Do I, in my life and parenting, point my children to Jesus?
This question haunts me. And God brought it to my mind anew this week as I prepared for a parent-child dedication at our church. After all, our children see all of us — the very best and the very worst. They see our fears, frustrations and sins, and they often reflect them back to us.
So parenting is hard on a good day. And this is especially true when we’re seeking to point our children to Jesus.
Our family is still learning how to proactively, intentionally point our children to Jesus. That said, we have discovered a few tools that have helpfed us in this journey. We hope they can be helpful to you, too.
Without further ado, here’s a book, an app, music and a podcast that have helped us, and I pray they’ll help you, too.
We own several storybook Bibles, but The Jesus Storybook Bible by Sally Lloyd-Jones (Zonderkidz, 2007) is by far the best. The writing is crisp and enjoyable. The artwork is beautiful. And Lloyd-Jones masterfully connects each story — from beginning to end — to the gospel of Jesus Christ.
As you read this to your kids at bedtime, your kids will learn not just about individual stories in the Bible, but the full story of the Bible.
“Catechism.” The word sounds scary and intimidating, especially to those who grew up in my corner of Christian evangelicalism. But a catechism is simply a teaching tool to help children (and adults) learn basic biblical and theological tenets of the Christian, and this catechism comes in app form so anyone can use it.
The best part of this app is that it includes song versions of the questions for children. They’re surprisingly catchy; I sang one on and off all day last week.
Slugs and Bugs (AKA musician Randall Goodgame) creates fun-filled, Bible-saturated children’s music. In his series of “Sing the Bible” albums, he puts important Bible verses to music so kids can experience them in a new way. Again, I think I enjoy the songs as much as the kids do. I can no longer read the 10 Commandments without or Deuteronomy 6:4 without hearing Goodgame’s music in my head.
The songs are catchy, fun and thoroughly biblical. You and your kids will benefit from them.

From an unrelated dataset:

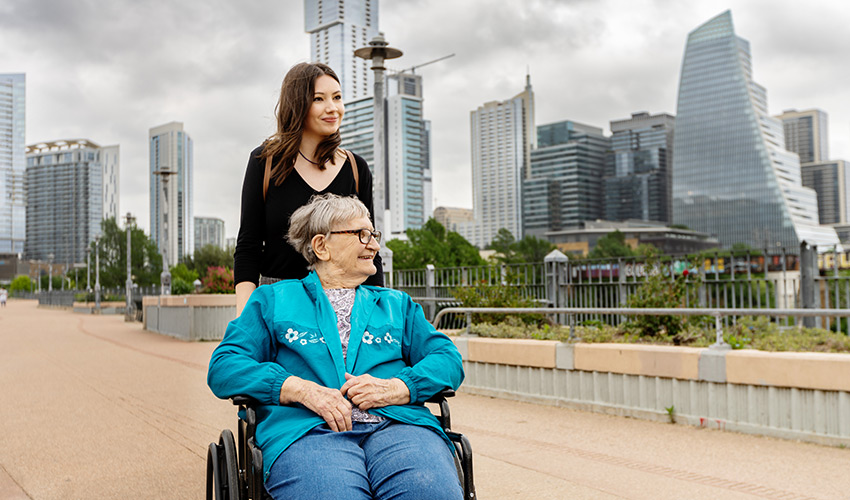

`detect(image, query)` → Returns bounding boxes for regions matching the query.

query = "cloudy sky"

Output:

Between the grandparents, social media and friends, everyone has an opinion about how you should parent — and everyone’s opinion seems different. Add in the weight of others’ expectations with the regular ups and downs of parenting, and life can be exhausting.
The Risen Motherhood podcast is dramatically different. Co-hosts Emily Jensen and Laura Wifler seek to apply the grace of the gospel to every parenting situation you encounter. Their words are a breath of fresh air in a stress filled world, and my wife has benefitted tremendously in listening this podcast.
More Than a Tool
These tools can be helpful. But our own faith is the most important element in raising our children to love Jesus. We cannot lead our children well if we are not following Jesus, actively serving the church and living out our faith in our daily lives.
Our kids will likely value and love the same things we value and love. If we want them to value and love Jesus with single-minded devotion, let’s model that for them — and these four tools will be the icing on the cake.